Similarly, it probably wasn’t the patriotism of trans service members or their combat readiness that Donald Trump had in mind when he issued his directive to deny trans people the ability to serve in the military. More likely, it was the very idea that these heroes had the gall to be both valorous and visible.
It is worth admitting that normality as a goal, for anyone, is dubious at best. I know plenty of trans and nonbinary people whose very identity is tied up in the idea of transgression, of rejection of the chains that the idea of a gender binary demands. Allowing a multitude of ways to exist in the world seems like a very good way of setting people free.
My dear friend Kate Bornstein titled her 1994 memoir “Gender Outlaw.” In the years since then, she and I have had many loving disagreements about gender and whether to be trans demands that we become “outlaws.” I tell her, I’m an outlaw, but not because I’m trans. I’m an outlaw because I seek knowledge in a culture that elevates ignorance; I’m an outlaw because I’m a Deadhead in a culture that celebrates Justin Bieber. Being trans is essential to who I am, but it doesn’t make me an outlaw. For me, being trans, in the end, is kind of boring. I am surely not normal — whatever that means — but my transness has little to do with my being a kind of outlier. As Ms. Schneider tweeted: “The fact is, I don’t actually think about being trans all that often …. I wanted to represent that part of my identity accurately; as important, but also relatively minor.”
Normal, as the saying goes, is just a setting on the dryer.

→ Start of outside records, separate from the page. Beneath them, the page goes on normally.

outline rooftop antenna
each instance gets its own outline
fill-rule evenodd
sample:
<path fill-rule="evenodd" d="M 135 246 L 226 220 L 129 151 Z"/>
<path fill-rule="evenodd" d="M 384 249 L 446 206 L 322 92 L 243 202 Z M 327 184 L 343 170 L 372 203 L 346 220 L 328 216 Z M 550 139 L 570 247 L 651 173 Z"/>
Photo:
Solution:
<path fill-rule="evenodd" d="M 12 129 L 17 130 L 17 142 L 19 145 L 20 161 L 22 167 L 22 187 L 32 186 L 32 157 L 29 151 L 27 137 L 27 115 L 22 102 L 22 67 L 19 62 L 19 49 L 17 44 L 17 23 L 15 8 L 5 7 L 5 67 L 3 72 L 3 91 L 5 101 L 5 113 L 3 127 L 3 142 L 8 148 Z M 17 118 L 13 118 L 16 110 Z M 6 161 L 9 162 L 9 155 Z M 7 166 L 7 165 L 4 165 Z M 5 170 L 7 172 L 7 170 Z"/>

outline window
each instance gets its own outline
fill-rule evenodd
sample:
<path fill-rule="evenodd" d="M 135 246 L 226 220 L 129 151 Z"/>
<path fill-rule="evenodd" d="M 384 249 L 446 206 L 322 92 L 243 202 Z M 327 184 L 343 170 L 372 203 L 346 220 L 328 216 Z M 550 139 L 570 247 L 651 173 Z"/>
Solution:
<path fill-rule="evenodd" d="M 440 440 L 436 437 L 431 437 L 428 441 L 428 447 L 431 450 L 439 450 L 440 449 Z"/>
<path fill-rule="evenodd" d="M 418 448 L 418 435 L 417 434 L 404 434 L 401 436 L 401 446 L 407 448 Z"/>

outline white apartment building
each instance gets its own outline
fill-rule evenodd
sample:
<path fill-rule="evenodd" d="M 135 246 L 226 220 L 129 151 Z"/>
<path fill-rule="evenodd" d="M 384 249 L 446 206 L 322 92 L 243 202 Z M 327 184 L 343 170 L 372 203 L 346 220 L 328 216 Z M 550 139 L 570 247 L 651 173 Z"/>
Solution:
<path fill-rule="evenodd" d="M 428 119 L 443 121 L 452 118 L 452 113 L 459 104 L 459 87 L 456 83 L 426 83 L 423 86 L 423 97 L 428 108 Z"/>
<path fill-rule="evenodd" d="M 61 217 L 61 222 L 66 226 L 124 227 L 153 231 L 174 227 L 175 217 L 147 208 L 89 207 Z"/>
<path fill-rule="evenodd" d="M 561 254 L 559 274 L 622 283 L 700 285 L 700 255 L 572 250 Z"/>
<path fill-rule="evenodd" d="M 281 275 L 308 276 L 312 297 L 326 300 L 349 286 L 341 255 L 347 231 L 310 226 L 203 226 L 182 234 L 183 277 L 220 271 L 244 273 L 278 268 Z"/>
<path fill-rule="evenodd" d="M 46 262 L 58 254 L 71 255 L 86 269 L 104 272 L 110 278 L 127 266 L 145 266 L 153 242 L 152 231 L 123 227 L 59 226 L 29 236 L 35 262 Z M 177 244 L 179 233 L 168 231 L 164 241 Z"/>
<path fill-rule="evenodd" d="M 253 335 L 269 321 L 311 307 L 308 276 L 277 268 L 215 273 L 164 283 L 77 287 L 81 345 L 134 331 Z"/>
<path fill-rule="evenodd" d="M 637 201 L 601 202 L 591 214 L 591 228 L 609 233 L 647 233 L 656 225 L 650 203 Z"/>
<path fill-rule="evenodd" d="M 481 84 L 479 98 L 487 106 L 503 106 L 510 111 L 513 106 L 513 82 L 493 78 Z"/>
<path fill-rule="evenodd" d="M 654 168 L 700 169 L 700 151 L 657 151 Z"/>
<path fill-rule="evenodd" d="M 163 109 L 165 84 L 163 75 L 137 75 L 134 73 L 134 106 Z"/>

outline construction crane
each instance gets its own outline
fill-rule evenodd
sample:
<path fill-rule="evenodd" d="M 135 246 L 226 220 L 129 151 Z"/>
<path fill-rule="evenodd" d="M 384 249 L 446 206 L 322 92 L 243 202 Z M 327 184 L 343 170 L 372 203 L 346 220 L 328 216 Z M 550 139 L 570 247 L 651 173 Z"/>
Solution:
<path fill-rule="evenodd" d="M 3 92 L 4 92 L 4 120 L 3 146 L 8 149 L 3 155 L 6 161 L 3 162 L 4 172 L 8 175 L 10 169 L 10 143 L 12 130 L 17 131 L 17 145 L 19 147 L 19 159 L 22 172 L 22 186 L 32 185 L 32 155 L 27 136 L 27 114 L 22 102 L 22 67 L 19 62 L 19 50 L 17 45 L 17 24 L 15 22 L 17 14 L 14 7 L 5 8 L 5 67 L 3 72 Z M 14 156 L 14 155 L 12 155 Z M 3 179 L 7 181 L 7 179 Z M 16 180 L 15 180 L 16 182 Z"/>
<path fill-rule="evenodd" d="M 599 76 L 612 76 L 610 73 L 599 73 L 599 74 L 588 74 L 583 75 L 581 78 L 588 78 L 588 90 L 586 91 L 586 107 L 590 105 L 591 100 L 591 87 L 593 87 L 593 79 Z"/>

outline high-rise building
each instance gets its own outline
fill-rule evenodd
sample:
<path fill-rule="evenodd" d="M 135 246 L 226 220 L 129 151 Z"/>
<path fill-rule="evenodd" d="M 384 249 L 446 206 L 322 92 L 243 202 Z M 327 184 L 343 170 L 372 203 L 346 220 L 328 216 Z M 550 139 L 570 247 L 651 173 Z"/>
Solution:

It may be that what many social conservatives fear most of all is that making space for trans people in ordinary American life means that the very definition of what it means to be mainstream is changing. There is nothing inherently salutary about fitting in. But surely any list of accomplished Americans could include people such as my friend Lana Moore, a retired fire captain in Columbus, Ohio; Dr. Christine McGinn, who served as a flight surgeon for two space shuttle missions; my colleague Rebecca Oppenheimer, a professor of astrophysics at the American Museum of Natural History and Columbia University; and Tona Brown, an internationally acclaimed violinist and mezzo-soprano. All of them are trans, but they’re not heroes because of what they are. They’re heroes because of what they have done.
We’re almost out of time, so here’s the topic for Final Jeopardy: Famous Mythical Quotes.
And the answer is: Long (but likely falsely) attributed to Oscar Wilde, this is the best reason to just be yourself.
What is “Everyone else is already taken”?